Gustavo Carneiro wrote:
On 25/09/2007, *Stefan Behnel*
mailto:python_capi@behnel.de> wrote: I don't understand what "exact API mapping" means.
What I meant was: is the C(++) API mapped directly to Python or can you write abstraction code in between?
But yes, so far you have to write all this by hand. Although would love to have automatic header file scanning, one day... unfortunately I have not had enough time for that, and would rather focus on the code generation for now. Lots of neat things could be done later on top of the pybindgen python module interface...
But that's what most wrapper generators are there for: move the work from the developer into a generator. If you have to write code for every function/method/class you wrap, I think you're better of with Pyrex/Cython, as Pyrex code is readable and meaningful Python, not just a wrapper writer script.
I don't like having to learn a new language for this. Just like Boost.Python users are comfortable with C++ and avoid having to learn a new language, PyBindGen users are comfortable with Python and don't have to learn a new language.
Pyrex is *almost* Python, no new language to learn.
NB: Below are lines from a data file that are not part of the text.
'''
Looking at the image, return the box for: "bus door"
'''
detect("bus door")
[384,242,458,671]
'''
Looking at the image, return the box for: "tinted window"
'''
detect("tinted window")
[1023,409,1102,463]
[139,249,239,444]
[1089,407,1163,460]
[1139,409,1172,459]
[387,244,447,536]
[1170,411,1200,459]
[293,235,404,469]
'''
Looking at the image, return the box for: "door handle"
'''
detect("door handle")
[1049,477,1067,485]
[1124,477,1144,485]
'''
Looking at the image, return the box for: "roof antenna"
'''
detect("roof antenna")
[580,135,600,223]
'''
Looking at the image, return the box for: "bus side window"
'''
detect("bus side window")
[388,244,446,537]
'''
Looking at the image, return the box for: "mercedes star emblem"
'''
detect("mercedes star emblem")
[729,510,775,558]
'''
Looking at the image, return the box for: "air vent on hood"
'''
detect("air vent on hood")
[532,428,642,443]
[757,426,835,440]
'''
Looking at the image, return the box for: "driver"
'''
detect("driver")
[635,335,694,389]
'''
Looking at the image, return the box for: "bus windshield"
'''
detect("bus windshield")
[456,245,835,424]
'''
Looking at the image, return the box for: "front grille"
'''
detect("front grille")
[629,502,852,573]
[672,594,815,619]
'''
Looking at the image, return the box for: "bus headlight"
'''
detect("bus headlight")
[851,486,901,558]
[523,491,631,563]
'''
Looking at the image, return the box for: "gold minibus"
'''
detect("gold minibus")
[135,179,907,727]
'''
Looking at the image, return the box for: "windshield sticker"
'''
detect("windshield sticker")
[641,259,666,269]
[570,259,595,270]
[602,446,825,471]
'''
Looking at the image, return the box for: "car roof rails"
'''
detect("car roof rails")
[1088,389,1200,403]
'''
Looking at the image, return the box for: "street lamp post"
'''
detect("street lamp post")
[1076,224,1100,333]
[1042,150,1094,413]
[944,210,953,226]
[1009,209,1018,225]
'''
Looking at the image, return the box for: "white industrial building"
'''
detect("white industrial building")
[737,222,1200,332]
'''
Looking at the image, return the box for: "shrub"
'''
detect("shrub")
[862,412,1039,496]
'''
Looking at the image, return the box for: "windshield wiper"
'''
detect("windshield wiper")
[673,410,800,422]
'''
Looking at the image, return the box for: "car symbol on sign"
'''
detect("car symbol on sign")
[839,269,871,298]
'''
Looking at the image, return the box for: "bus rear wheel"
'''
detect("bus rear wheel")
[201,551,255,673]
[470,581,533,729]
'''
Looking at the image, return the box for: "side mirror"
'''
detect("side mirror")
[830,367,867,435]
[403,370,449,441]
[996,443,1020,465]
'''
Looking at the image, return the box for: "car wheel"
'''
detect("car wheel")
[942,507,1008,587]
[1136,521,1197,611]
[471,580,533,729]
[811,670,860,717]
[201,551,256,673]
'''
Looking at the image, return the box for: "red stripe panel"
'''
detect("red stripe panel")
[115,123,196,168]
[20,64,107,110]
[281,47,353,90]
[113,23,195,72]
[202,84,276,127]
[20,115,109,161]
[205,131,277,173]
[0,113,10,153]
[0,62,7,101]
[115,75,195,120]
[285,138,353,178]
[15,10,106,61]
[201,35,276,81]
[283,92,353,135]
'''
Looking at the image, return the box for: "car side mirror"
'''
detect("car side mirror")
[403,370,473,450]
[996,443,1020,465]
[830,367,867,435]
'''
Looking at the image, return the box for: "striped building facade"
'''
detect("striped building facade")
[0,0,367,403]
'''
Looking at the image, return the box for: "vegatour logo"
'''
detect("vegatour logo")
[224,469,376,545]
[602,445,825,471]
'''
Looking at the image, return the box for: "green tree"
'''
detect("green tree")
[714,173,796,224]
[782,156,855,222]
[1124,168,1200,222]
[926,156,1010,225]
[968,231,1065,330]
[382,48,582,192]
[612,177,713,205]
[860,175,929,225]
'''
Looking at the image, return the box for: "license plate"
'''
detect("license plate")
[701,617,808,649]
And Cython is even closer, as it features a couple of Python 2.5 and Python 3k features.
Besides, pyrex/cython C++ support is poor or nonexistent. Although I acknowledge that if you wrap pure C libraries then this point is moot.
There are a couple of patches that improve the support. Admittedly, Pyrex does not target C++ libraries, so OO support is mostly missing. But nothing keeps you from implementing an object interface against C++ classes. I bet the Cython project would be happy to include it.
Finally, have you ever looked at the code generated by pyrex?
Yes, definitely, it's pretty readable, well optimised (with Cython, that is) and straight forward (ok, loops are ugly and over-optimised - but *very* fast). And I totally like the Cython feature of keeping the surrounding Cython code inside a C comment. That way, you immediately know what you are looking at.